Autonomous agents powered by large language models (LLMs) have the potential to enhance human capabilities, assisting with digital tasks from sending emails to performing data analysis. The abilities of existing LLMs at such tasks are often hindered by the lack of high-quality agent data from the corresponding environments they interact with. We propose Learn-by-interact, a data-centric framework to adapt LLM agents to any given environments without human annotations. Learn-by-interact synthesizes trajectories of agent-environment interactions based on documentations, and constructs instructions by summarizing or abstracting the interaction histories, a process called backward construction.
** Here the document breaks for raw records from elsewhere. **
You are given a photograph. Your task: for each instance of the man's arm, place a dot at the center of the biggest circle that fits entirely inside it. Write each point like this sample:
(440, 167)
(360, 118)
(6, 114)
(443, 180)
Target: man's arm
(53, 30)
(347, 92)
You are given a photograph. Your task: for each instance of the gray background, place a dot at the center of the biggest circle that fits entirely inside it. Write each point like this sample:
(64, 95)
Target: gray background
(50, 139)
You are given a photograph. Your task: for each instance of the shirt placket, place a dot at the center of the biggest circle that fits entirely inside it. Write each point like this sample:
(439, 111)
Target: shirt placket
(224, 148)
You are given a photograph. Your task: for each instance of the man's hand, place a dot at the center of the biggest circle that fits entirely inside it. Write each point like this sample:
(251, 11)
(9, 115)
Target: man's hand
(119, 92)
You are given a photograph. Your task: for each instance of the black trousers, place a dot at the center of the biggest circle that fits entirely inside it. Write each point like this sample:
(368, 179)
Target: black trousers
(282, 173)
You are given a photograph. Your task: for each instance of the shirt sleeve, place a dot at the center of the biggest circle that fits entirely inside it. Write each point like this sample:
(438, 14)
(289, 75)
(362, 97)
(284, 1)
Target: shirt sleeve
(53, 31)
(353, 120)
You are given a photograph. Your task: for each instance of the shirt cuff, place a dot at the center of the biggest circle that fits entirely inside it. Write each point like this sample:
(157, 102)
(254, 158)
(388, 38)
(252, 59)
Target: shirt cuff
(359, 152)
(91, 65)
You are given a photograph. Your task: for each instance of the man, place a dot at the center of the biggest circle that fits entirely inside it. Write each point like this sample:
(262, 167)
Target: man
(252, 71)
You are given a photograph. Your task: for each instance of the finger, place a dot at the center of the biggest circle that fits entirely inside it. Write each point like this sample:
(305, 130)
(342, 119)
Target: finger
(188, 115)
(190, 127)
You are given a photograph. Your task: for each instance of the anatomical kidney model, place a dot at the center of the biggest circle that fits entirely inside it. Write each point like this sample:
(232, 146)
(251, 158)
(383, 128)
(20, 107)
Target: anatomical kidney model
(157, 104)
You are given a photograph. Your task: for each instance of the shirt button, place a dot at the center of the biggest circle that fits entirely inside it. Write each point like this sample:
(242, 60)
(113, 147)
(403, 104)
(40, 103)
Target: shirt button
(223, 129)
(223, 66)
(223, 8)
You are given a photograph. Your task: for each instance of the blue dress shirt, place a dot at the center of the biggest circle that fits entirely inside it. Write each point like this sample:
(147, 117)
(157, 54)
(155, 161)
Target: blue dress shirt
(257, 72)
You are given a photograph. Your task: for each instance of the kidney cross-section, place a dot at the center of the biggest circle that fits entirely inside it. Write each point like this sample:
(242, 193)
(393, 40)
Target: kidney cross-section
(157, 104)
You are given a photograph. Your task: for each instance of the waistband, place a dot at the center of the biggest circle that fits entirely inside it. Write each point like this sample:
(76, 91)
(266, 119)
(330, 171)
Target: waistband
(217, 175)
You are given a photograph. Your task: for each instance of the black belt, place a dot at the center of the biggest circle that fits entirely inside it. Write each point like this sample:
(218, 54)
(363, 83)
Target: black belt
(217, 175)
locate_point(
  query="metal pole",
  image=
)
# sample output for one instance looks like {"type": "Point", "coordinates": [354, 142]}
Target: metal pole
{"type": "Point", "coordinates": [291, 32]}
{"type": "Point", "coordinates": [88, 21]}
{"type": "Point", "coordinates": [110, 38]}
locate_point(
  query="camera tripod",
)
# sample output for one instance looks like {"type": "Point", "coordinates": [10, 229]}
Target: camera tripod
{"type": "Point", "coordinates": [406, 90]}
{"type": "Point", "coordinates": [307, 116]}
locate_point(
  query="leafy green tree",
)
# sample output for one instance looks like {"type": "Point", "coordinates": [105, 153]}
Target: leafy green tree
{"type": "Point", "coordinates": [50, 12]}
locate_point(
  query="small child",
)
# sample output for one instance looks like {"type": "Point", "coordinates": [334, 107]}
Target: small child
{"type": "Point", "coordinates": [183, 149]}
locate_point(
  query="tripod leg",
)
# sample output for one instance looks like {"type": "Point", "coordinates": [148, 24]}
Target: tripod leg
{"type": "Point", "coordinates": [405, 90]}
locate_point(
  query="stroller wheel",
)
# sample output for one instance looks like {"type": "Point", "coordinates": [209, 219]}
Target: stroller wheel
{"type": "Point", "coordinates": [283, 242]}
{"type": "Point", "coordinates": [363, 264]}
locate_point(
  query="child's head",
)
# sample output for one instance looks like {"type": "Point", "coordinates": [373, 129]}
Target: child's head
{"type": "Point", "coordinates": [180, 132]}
We assess the quality of our synthetic data by using them in both training-based scenarios and training-free in-context learning (ICL), where we craft innovative retrieval approaches optimized for agents. Extensive experiments on SWE-bench, WebArena, OSWorld and Spider2-V spanning across realistic coding, web, and desktop environments show the effectiveness of Learn-by-interact in various downstream agentic tasks -- baseline results are improved by up to 12.2\% for ICL with Claude-3.5 and 19.5\% for training with Codestral-22B. We further demonstrate the critical role of backward construction, which provides up to 14.0\% improvement for training. Our ablation studies demonstrate the efficiency provided by our synthesized data in ICL and the superiority of our retrieval pipeline over alternative approaches like conventional retrieval-augmented generation (RAG). We expect that Learn-by-interact will serve as a foundation for agent data synthesis as LLMs are increasingly deployed at real-world environments.